Poi ci sono anche i casi di chi, già in tempi non emergenziali, è riuscito a organizzare la propria vita e il proprio lavoro in modalità smart trovando un buon compromesso. “Devo dire che nel mio caso il sostegno e il supporto concreto della mia famiglia, a partire da mio marito, è stato fondamentale”, ci spiega Daniela Caputo, Head of Marketing and Communications ManpowerGroup Italia, che vive a Bari ma ha sempre ricoperto ruoli che l’hanno portata a lavorare fuori e che da anni guida il team Marketing (dove ora sono tutti in smart working) con un mix tra remote management, meeting presso l’headquarter di Milano e viaggi in giro per l’Italia. “Certo non è facile raggiungere un equilibrio familiare e lavorativo e la verità è che ci vuole tempo e collaborazione vera. Gestire contemporaneamente una direzione marketing, un team di lavoro in Italia e all’estero e avere un ruolo in famiglia comporta un grande impegno, ma se i sacrifici si fanno in due tutto diventa più raggiungibile”.
Insomma i lati positivi dello smart working se ben organizzato possono essere molti, e si vedono anche in questo momento. Oltre alla riduzione dell’inquinamento atmosferico e alla trasformazione digitale di parecchie imprese, sempre dalla ricerca di Valore D emerge un plauso quasi unanime alle aziende, che si sono mosse tempestivamente sia per fornire strumenti tecnologici per le nuove modalità di lavoro sia per mantenere vive le relazioni tra i team. Quasi tutti gli intervistati raccontano di mail e chiamate di incoraggiamento, tanti perfino di pause caffè virtuali e video call tra colleghi per alleggerire insieme l’atmosfera un po’ surreale.

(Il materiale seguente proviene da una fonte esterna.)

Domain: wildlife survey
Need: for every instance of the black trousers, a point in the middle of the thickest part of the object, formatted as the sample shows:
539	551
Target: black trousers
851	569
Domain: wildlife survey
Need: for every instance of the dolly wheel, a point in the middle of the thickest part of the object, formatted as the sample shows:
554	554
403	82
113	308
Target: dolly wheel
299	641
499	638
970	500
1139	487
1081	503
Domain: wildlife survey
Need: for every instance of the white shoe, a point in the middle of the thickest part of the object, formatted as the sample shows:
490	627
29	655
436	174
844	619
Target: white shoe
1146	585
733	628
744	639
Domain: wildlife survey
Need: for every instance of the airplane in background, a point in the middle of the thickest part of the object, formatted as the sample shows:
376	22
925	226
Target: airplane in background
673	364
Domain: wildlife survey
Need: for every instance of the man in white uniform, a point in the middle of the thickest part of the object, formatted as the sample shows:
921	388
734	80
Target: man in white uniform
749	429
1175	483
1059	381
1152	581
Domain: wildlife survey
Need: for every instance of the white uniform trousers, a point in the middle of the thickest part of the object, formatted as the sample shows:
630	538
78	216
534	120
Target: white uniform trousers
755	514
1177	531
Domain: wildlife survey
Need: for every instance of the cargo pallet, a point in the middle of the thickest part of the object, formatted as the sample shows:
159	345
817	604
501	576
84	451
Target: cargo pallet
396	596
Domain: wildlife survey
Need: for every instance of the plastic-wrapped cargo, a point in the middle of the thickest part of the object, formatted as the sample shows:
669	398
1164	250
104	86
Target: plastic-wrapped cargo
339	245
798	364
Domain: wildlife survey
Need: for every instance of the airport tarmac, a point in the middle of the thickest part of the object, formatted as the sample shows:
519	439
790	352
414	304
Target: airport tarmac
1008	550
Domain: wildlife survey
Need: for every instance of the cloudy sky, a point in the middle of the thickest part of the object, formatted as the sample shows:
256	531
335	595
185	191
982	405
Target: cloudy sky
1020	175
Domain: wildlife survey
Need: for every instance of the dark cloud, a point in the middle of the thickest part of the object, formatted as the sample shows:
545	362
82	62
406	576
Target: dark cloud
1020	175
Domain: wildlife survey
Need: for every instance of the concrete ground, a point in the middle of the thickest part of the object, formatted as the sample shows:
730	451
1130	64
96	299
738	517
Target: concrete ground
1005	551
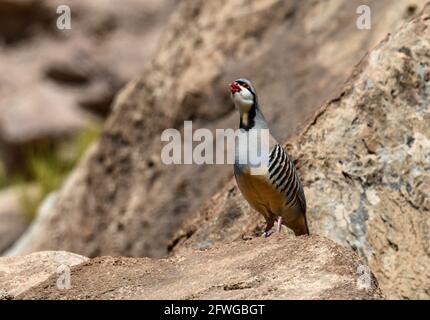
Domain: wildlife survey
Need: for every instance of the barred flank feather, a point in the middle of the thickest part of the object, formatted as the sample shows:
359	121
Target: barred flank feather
283	176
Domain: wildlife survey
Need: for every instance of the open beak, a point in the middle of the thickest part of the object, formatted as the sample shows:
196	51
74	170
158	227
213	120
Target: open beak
234	87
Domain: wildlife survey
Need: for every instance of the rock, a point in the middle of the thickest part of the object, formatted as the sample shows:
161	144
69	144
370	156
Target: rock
364	162
19	274
125	200
53	80
12	217
274	268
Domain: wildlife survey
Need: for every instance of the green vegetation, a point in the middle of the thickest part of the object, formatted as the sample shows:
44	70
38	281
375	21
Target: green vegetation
47	166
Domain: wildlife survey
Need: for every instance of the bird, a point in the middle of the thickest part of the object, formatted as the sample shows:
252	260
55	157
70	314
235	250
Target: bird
276	192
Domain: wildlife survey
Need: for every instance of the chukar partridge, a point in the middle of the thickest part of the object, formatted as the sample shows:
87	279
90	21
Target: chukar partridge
276	192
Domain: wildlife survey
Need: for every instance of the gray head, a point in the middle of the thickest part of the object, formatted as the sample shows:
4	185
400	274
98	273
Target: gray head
243	94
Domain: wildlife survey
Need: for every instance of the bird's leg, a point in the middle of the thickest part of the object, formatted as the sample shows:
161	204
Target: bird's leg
279	224
268	230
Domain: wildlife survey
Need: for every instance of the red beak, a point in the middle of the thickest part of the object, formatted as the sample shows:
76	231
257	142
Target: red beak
234	87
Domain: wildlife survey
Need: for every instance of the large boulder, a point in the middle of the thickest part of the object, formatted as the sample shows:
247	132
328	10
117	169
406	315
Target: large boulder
274	268
364	162
18	274
122	199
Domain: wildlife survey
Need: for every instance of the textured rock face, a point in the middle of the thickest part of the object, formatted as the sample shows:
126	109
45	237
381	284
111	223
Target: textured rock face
19	274
121	199
274	268
365	164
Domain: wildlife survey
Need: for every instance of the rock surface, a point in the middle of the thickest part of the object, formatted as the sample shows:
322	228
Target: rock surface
51	78
365	164
19	274
273	268
122	200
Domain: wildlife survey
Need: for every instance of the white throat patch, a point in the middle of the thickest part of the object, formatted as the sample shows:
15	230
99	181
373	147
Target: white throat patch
243	100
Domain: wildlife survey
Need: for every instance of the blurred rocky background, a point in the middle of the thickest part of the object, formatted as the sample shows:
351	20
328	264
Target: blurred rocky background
127	70
57	87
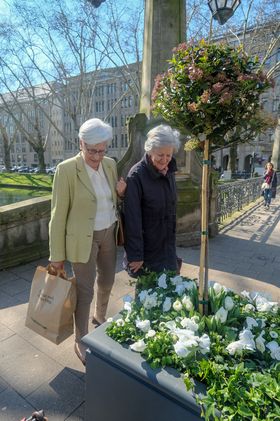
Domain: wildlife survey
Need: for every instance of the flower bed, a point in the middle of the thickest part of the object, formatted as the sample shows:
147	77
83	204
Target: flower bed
234	351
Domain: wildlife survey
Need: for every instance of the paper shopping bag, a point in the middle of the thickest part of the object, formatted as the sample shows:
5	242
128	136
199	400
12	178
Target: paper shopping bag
51	305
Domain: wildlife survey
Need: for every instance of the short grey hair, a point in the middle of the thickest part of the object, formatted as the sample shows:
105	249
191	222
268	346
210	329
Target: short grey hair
162	136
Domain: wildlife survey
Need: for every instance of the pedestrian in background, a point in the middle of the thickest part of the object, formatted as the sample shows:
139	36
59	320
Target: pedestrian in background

Una tensione che inevitabilmente va a intaccare la tenuta emotiva di molte persone. Sebbene il 60% delle donne dica di guardare al futuro con sentimenti “postivi e di rinnovamento”, un’altra grande fetta (il restante 40%) sta infatti vivendo questo periodo con “ansia, rabbia e confusione”. Sono soprattutto le millenials a soffrirne: solo una su dieci delle under 30 sposa la parola d’ordine del momento, la resilienza, cioè la capacità di affrontare e superare le attuali difficoltà, di cui invece si sente forte quasi la metà delle ultraquarantenni. In compenso, la speranza verso un domani migliore è il sentimento che pare accumunare le donne di ogni età.
Ed è proprio questo pizzico di ottimismo, secondo il report, a spingere già molti a programmare il futuro. Si comincia a predisporsi alla ripresa occupandosi, dicono gli intervistati, “di ciò che abbiamo trascurato”. Una riflessione che include anche lo smart working: l’85% dei rispondenti di Valore D si augura che possa rivelarsi una fruttuosa abitudine anche una volta finita l’emergenza. Perché lo smart working, di per sé, anche se spesso è confuso con il telelavoro, non è né buono né cattivo. Oggi è un obbligo necessario, ma quando sarà possibile tornare alla normalità, allora si potranno ripensare modalità e tempi con cui può essere adottato, sia a livello aziendale sia a livello individuale. Con uno sforzo in più, però, per evitare differenze di genere.